The Changing Face of War: Learning from History

Description

299 pages
Contains Bibliography, Index
$45.00
ISBN 0-7735-1723-5
DDC 355.02

Year

1998

Contributor

Edited by Allan D. English
Reviewed by J.L. Granatstein

J.L. Granatstein, distinguished research professor emeritus of history
at York University, is the author of Who Killed Canadian History?, and
co-author of The Canadian 100: The 100 Most Influential Canadians of the
20th Century and the Dictionary of Canad

Review

Books of essays, as someone once said, are too often held together only
by their binding. To some extent that might describe this book, a
collection of M.A. papers by students in the War Studies Program at the
Royal Military College in Kingston. Most of the authors are serving
officers, and their essays range widely over military history, strategy,
and tactics; most are based on secondary sources, sometimes very thin
sources. Only one paper has much Canadian content, and even that paper
argues that the Canadian Corps of the Great War owed much of its success
to British staff officers.

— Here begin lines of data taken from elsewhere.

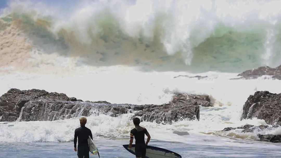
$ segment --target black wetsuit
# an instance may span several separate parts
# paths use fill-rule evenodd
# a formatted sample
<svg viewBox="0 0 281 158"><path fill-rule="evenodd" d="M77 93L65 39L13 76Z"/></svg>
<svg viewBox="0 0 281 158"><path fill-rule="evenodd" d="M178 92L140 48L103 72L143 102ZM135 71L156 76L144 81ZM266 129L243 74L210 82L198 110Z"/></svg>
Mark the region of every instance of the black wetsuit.
<svg viewBox="0 0 281 158"><path fill-rule="evenodd" d="M78 147L77 155L79 158L89 158L89 145L88 138L89 136L93 139L91 130L88 128L82 126L75 130L74 134L74 147L76 147L77 137L78 137Z"/></svg>
<svg viewBox="0 0 281 158"><path fill-rule="evenodd" d="M145 128L138 126L131 130L130 136L131 138L135 137L135 148L137 157L145 158L146 147L144 142L144 134L148 134L148 132Z"/></svg>

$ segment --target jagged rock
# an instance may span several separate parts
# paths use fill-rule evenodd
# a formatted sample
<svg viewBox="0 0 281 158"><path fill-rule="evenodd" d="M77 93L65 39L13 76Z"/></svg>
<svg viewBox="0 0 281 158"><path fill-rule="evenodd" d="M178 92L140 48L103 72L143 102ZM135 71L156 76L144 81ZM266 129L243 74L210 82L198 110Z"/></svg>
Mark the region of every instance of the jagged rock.
<svg viewBox="0 0 281 158"><path fill-rule="evenodd" d="M69 98L69 99L72 102L76 102L77 101L77 99L75 97L71 97Z"/></svg>
<svg viewBox="0 0 281 158"><path fill-rule="evenodd" d="M199 108L196 101L205 104L209 100L206 97L178 94L168 104L137 105L75 101L74 98L44 90L11 89L0 97L0 121L53 121L101 114L117 117L134 113L133 117L141 116L146 121L169 123L181 119L199 120Z"/></svg>
<svg viewBox="0 0 281 158"><path fill-rule="evenodd" d="M281 65L275 68L266 66L256 69L247 70L239 74L240 78L246 79L256 79L263 75L271 76L273 79L281 80Z"/></svg>
<svg viewBox="0 0 281 158"><path fill-rule="evenodd" d="M210 103L210 100L207 95L200 95L187 94L177 94L174 96L174 99L170 102L196 102L198 105L202 106L212 106L213 105Z"/></svg>
<svg viewBox="0 0 281 158"><path fill-rule="evenodd" d="M244 129L241 132L244 133L253 132L254 130L257 130L258 132L264 132L264 131L266 129L268 130L273 130L279 127L277 126L270 127L267 125L263 125L257 126L250 125L246 125L238 127L225 128L221 131L226 132L237 129ZM281 134L263 135L259 134L257 134L257 136L260 138L260 141L270 141L273 143L281 143Z"/></svg>
<svg viewBox="0 0 281 158"><path fill-rule="evenodd" d="M281 93L257 91L250 95L243 106L241 120L256 117L269 124L281 124Z"/></svg>
<svg viewBox="0 0 281 158"><path fill-rule="evenodd" d="M244 129L242 131L242 132L246 133L248 132L253 132L254 130L255 129L257 128L259 128L260 129L261 128L264 129L265 128L264 125L260 125L260 126L254 126L253 125L246 125L241 127L238 127L236 128L232 127L226 127L222 131L229 131L231 130L233 130L234 129Z"/></svg>
<svg viewBox="0 0 281 158"><path fill-rule="evenodd" d="M258 136L260 141L270 141L272 143L281 143L281 134L263 135L259 134Z"/></svg>

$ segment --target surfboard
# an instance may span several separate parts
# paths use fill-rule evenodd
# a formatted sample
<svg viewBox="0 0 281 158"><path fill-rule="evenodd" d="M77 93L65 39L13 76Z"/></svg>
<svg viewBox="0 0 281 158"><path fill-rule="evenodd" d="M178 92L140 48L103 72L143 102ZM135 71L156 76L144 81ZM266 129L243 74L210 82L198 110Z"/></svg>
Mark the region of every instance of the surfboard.
<svg viewBox="0 0 281 158"><path fill-rule="evenodd" d="M129 148L129 145L123 145L123 146L126 150L131 153L135 155L135 145L133 144L132 148ZM146 154L145 158L182 158L182 156L180 154L174 152L167 149L153 146L146 146Z"/></svg>
<svg viewBox="0 0 281 158"><path fill-rule="evenodd" d="M88 143L89 144L89 148L90 149L90 152L91 153L91 155L97 155L98 154L99 152L98 150L98 148L97 148L97 146L94 143L93 140L91 139L90 136L88 138Z"/></svg>

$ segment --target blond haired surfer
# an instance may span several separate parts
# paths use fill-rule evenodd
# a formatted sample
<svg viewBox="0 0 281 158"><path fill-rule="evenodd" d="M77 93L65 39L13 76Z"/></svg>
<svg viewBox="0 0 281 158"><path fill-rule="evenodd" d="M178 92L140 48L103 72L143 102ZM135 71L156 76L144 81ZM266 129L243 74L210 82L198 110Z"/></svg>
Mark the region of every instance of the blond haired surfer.
<svg viewBox="0 0 281 158"><path fill-rule="evenodd" d="M93 139L92 132L85 127L87 123L87 118L82 116L79 119L81 127L75 130L74 133L74 151L77 151L78 158L89 158L89 149L88 138L89 136ZM77 138L78 138L78 150L76 148Z"/></svg>

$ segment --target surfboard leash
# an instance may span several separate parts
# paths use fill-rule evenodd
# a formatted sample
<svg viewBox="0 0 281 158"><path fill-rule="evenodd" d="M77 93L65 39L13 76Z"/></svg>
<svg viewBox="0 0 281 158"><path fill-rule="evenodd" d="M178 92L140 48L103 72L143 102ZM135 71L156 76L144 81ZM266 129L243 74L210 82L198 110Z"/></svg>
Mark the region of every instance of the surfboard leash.
<svg viewBox="0 0 281 158"><path fill-rule="evenodd" d="M98 155L99 155L99 157L101 158L101 157L99 157L99 152L98 152Z"/></svg>

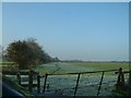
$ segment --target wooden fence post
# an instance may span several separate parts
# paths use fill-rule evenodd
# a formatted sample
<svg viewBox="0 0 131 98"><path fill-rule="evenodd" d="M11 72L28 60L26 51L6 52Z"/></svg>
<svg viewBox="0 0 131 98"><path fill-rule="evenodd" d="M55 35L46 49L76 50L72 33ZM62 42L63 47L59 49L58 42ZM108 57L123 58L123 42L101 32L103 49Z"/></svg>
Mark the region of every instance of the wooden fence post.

There are papers on Russian, German,
Vietnamese, and Chinese tactics or leaders, on naval riverine tactics,
on computers and strategy, and on Stealth technology.

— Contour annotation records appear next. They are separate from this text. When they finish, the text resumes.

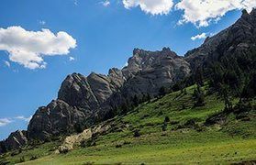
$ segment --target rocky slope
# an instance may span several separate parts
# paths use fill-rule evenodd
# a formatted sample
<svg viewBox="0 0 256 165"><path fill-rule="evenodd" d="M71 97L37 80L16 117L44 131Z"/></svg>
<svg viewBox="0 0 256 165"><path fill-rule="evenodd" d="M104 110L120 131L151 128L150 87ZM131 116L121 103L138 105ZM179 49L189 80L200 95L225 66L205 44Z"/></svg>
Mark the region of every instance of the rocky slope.
<svg viewBox="0 0 256 165"><path fill-rule="evenodd" d="M122 70L111 69L108 75L94 72L87 77L79 73L68 75L57 100L37 110L26 137L28 140L46 140L80 132L95 122L111 117L109 114L114 107L122 105L135 95L154 96L161 86L171 86L198 66L207 66L221 57L256 50L255 28L256 10L250 14L243 11L234 25L207 38L201 47L188 51L185 58L167 48L161 51L135 49L128 66ZM6 141L0 143L0 152L8 146L6 143L12 144ZM16 145L10 146L8 148L17 148Z"/></svg>
<svg viewBox="0 0 256 165"><path fill-rule="evenodd" d="M242 11L241 17L232 26L207 38L197 49L188 51L184 56L192 70L206 67L224 56L246 54L256 48L256 9L250 14Z"/></svg>
<svg viewBox="0 0 256 165"><path fill-rule="evenodd" d="M28 143L27 132L17 130L0 142L0 154L12 149L18 149Z"/></svg>
<svg viewBox="0 0 256 165"><path fill-rule="evenodd" d="M28 127L28 138L45 140L74 132L77 126L86 128L104 120L112 104L120 106L135 94L155 95L161 86L170 86L189 72L189 64L164 48L161 51L136 49L127 67L111 69L108 75L68 75L58 100L34 115Z"/></svg>

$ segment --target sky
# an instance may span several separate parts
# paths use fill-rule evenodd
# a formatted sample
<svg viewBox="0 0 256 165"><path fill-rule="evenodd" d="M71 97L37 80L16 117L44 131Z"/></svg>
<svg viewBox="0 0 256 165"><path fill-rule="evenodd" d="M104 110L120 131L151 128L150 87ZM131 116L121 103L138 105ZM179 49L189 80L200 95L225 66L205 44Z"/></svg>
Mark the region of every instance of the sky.
<svg viewBox="0 0 256 165"><path fill-rule="evenodd" d="M72 72L107 74L134 48L183 56L255 0L1 0L0 139L27 129Z"/></svg>

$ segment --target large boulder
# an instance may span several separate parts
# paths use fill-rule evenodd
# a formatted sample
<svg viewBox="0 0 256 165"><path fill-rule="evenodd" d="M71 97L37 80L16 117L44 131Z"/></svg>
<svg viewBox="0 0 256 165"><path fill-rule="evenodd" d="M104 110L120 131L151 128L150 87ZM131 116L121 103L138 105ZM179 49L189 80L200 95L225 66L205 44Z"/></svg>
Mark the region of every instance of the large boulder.
<svg viewBox="0 0 256 165"><path fill-rule="evenodd" d="M84 120L88 116L90 113L86 114L70 106L64 101L53 100L47 106L37 110L29 122L28 137L29 139L45 140L60 135L68 135L76 129L84 128ZM82 126L81 123L84 125Z"/></svg>
<svg viewBox="0 0 256 165"><path fill-rule="evenodd" d="M0 141L0 154L9 150L21 148L27 144L27 131L17 130L12 132L6 140Z"/></svg>
<svg viewBox="0 0 256 165"><path fill-rule="evenodd" d="M199 48L188 51L184 56L192 71L207 67L221 57L246 54L256 49L256 9L250 14L242 11L241 17L229 28L207 38Z"/></svg>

The volume has its uses. It demonstrates that serving Canadian Forces
officers are not ill-educated; that the War Studies Program at the RMC
has standards, and is unafraid to expose its graduates’ papers to
public perusal; and that strategic thought, never something that
Canadians were good at, now has some devotees in the military. All these
are good things; so are most of the essays.